Not Ready for Monday

I am just not ready for this… Monday. Crud.

I’m on track today. I started work before starting breakfast, which I don’t like, but otherwise all is well. My day’s exercise is done, the laundry is running and the bed is made and things are looking good. I just want another day for the weekend, that’s all.

I only got four hours of sleep Saturday night, thanks to the sunrise chasing. Last night I got seven hours but the numbers were as good as I’ve ever seen. I don’t know if that’s enough though because I am pretty seriously sleepy right now.

I stayed up later than I should have last night because I was being a camera nerd. Well… a camera researching nerd. Is that a thing? I was on youtube watching videos of common film photography mistakes, and tips and tricks for film photography beginners, and videos of people taking their Pentax K1000 on street photography photo walks around various places. I’ve done that a couple of times in Boston and New York. Well… usually I was doing something else and just took my camera with me and pretended I was on a photo walk.

I want to do it again with Dad’s camera now. Like… lets do it now! I need to get some fast film so I can do it at night too (assuming I don’t screw up loading the film again). I want to start at the old Tower Records location and just walk down Newbury Street to the Common, and then walk through the theater district, and then go back up to the building formerly known as the Hancock building and the church next door, and then go to the North End and go through the farmers market, and then, and then, and then. Man, I friggin’ love Boston. Screw Covid for keeping us away.

Oh, and then we need to go to New York, and then we need to go back up to the mountains and find waterfalls. All of it.

Also, if I don’t play my guitar soon I am going to die. Just saying. Thursday is the day I have pegged for trying to trade in my Strat. If they give me cash I will use that cash for the upgrades to the two 1970’s Gibsons.

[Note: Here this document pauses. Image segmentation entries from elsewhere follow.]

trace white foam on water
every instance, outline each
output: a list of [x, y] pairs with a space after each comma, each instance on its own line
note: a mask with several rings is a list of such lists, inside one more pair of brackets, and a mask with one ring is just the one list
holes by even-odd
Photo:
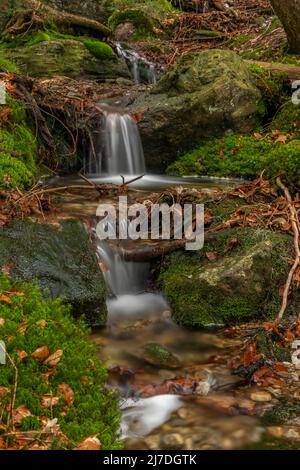
[[128, 399], [121, 406], [121, 438], [139, 439], [168, 421], [182, 406], [176, 395], [157, 395], [137, 400]]

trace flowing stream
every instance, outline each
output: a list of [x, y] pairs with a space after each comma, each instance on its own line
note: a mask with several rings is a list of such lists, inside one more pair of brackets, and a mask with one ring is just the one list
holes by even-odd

Okay. Time to take on Monday. Mondays suck. I wanna go to Boston and wander around instead. Unless it starts raining… and it’s supposed to rain. Crud.

My Voice is Still Broken

I spent the last three hours in meetings and I was talking quite a bit through all of them. My voice is almost gone. It’s mostly just a croaky, squeaky mess right now. I drank about 14 ounces of liquid (grape juice, babie) over that time, but it seems like it was a losing battle.

I haven’t tried to sing much since discovering my voice was damaged over the last weekend. Anything I have sung (in the car, driving places) has been in a low register. Low notes good. High notes bad. I was thinking on my drive to Tewksbury last night that I was hitting higher notes (while singing along to a Pineapple Thief record) than I was on Sunday (while singing along to a U2 record). I don’t know if that’s the case anymore. My voice is shot.

I need to stop talking. That should be easy enough for me.